For the past several election cycles, Republicans have campaigned and fundraised on Obamacare repeal, and conservative grassroots activists have dedicated years advocating for it. “This has been the main issue since I got into politics in 2010,” said Jon Meadows, press secretary for the conservative action group FreedomWorks, which sent out a “Fraud Alert” on Twitter after this afternoon’s vote. “I thought we were all supposed to be against it.”

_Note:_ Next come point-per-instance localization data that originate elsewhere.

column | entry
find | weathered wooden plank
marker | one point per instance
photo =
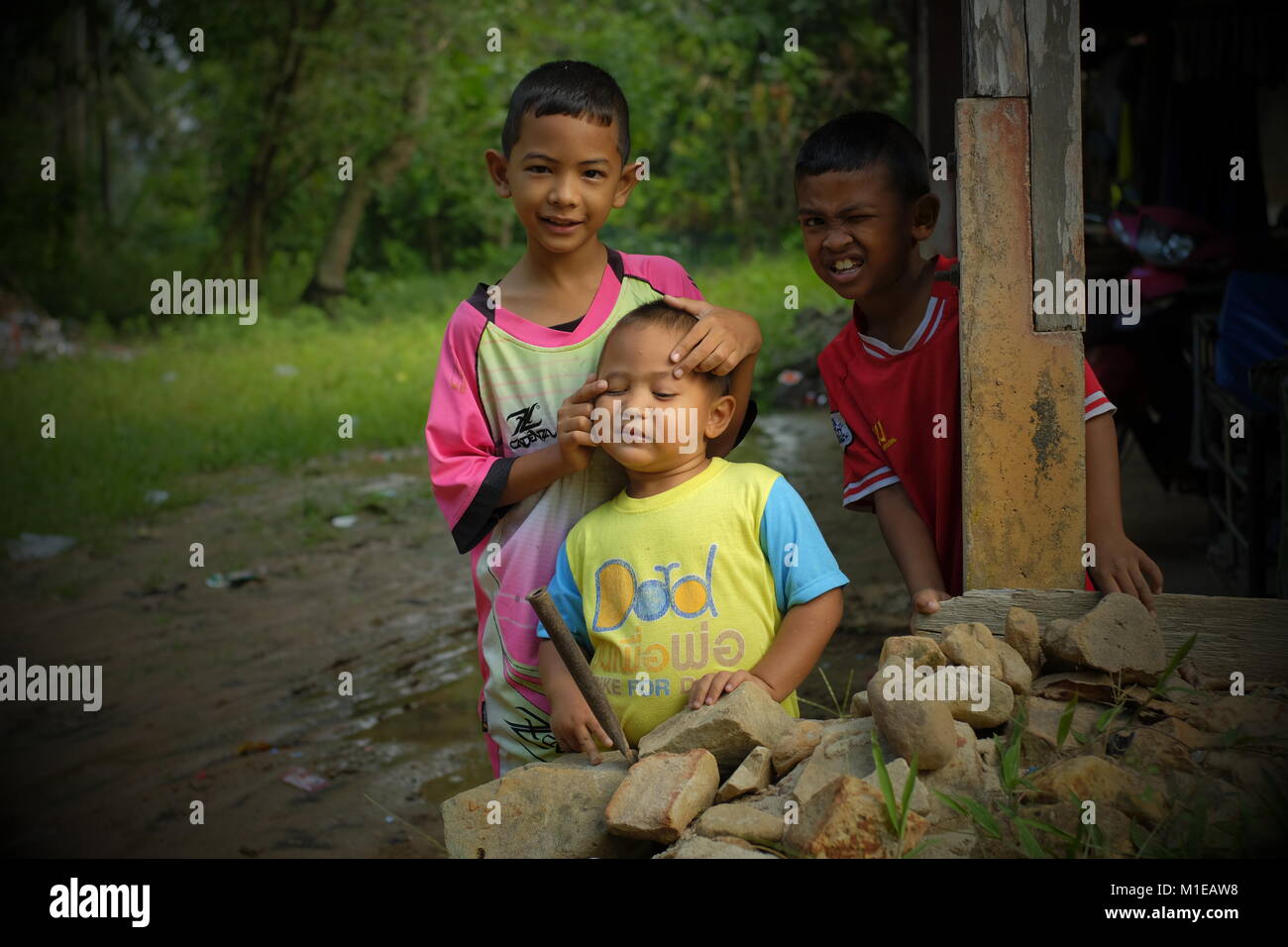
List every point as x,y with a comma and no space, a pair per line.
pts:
1022,474
1234,634
995,48
1055,132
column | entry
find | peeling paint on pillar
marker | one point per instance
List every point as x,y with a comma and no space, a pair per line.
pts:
1022,474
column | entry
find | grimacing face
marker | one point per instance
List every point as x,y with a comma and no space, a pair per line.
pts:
670,418
855,228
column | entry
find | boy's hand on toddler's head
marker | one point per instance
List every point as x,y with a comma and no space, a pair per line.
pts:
1122,566
711,686
719,341
576,728
574,425
925,602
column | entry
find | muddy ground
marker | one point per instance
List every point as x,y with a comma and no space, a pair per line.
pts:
217,693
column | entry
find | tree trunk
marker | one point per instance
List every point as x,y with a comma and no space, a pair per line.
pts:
329,274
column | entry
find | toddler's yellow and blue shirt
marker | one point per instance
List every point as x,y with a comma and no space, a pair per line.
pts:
668,587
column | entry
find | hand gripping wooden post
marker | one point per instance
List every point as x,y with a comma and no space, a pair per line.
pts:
576,664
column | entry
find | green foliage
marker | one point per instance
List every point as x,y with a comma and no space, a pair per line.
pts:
223,162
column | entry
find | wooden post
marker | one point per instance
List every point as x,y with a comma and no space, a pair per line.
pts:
1022,474
1055,137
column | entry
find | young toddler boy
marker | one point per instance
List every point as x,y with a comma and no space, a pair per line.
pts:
509,467
864,205
700,574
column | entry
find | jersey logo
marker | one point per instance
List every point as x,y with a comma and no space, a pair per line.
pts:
528,429
842,431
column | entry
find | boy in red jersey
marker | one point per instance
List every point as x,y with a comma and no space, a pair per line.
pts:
893,373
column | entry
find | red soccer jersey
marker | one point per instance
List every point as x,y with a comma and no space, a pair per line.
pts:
889,405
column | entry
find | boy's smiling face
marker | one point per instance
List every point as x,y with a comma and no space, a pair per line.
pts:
565,175
686,412
857,230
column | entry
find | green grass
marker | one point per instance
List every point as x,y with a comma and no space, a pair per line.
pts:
124,429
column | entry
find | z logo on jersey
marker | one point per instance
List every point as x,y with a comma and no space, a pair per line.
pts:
527,431
887,442
842,431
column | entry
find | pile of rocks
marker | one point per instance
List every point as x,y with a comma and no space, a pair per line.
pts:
742,779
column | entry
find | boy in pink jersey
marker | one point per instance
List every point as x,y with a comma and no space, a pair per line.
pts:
510,453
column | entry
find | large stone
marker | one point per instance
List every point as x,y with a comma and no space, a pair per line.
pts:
795,745
1115,828
541,810
1119,635
662,793
922,651
1107,784
1042,728
1012,668
1001,705
915,727
964,776
730,728
1168,744
846,755
969,643
742,821
750,776
900,771
948,844
1253,772
1021,633
699,847
849,819
1089,685
1258,719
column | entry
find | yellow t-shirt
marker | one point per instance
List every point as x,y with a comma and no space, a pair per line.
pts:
696,579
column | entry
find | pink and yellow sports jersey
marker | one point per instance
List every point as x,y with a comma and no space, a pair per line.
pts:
500,382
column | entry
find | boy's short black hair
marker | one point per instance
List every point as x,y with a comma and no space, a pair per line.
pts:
568,88
677,321
858,140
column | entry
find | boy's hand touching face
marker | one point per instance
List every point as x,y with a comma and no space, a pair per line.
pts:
574,425
719,341
1122,566
711,686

The two organizations, along with several others, have spent the last few weeks pressuring legislators to stick with their campaign promises to repeal Obamacare. They’ve posted video mashups of senators’ contradictory quotes on social media. And two groups, Tea Party Patriots and Club for Growth, recently launched a website called Traitorous Republicans, targeting Capito, Murkowski, and Portman and urging people to call their offices and demand they vote for repeal.
Voting against repeal-only legislation is, according to Meadows and other conservatives, a vote against the GOP—and the entire party will pay for it in 2018 and 2020. He calls it “the greatest political fraud” in American history.
But according to strategists on the ground in some of these local districts, that’s just political speak from groups representing the Washington donor-class.
“These people don’t live in West Virginia,” said Tom Susman, a Charleston-based strategist, told me in a recent interview. Susman thinks Capito’s position will actually end up helping her in the state, where nearly one-third of the population is enrolled in Medicaid, many of whom gained coverage under the ACA’s Medicaid expansion. West Virginia is also the epicenter of the nation’s worsening opioid crisis, and people are using Medicaid to receive addiction treatment.
Obamacare repeal is no longer a political question, Susman said. “There’s been a drastic change since 2015,” he said. “The coal industry has collapsed, [there is] rampant unemployment, an opioid crisis that’s come full bloom.” The issue, he says, is more nuanced than activist groups would have you think. “If you don’t have a replacement, then you do serious damage ... you hurt people.”
It’s the same in Alaska, according to Anchorage-based strategist Jim Lottsfeldt, who predicts zero backlash for Senator Lisa Murkowski for voting against repeal-only legislation. Back home, Lottsfeldt says, Murkowski isn’t feeling any pressure to repeal the Affordable Care Act, which has expanded Medicaid and now covers nearly one-fourth of the state’s population—a large chunk of which are children.
“Half of America thinks we’re an island off of Hawaii because that’s the box on the map they see us in,” Lottsfeldt said. “We need people who will fight for us in Congress.”
In the end, three additional Republicans, Nevada’s Dean Heller, Tennessee’s Lamar Alexander, and Arizona’s John McCain ended up voting against straight repeal, ensuring that Republicans have failed to fulfill a promise they spent years making. On this issue at least, some Republicans appear to be facing an existential crisis.
“What are we here for?” Meadows asked. “If we don’t stand for this, what do we stand for?”
Republicans might find the answer in “skinny repeal,” a proposal that would only do away with the ACA’s individual and employer mandates, which could come up during or after the next part of the process—a Vote-a-Rama that allows both parties to submit amendments to be voted on without debate. But even that measure isn’t certain to pass.
* This article originally stated three of the senators had voted for repeal in 2015. We regret the error.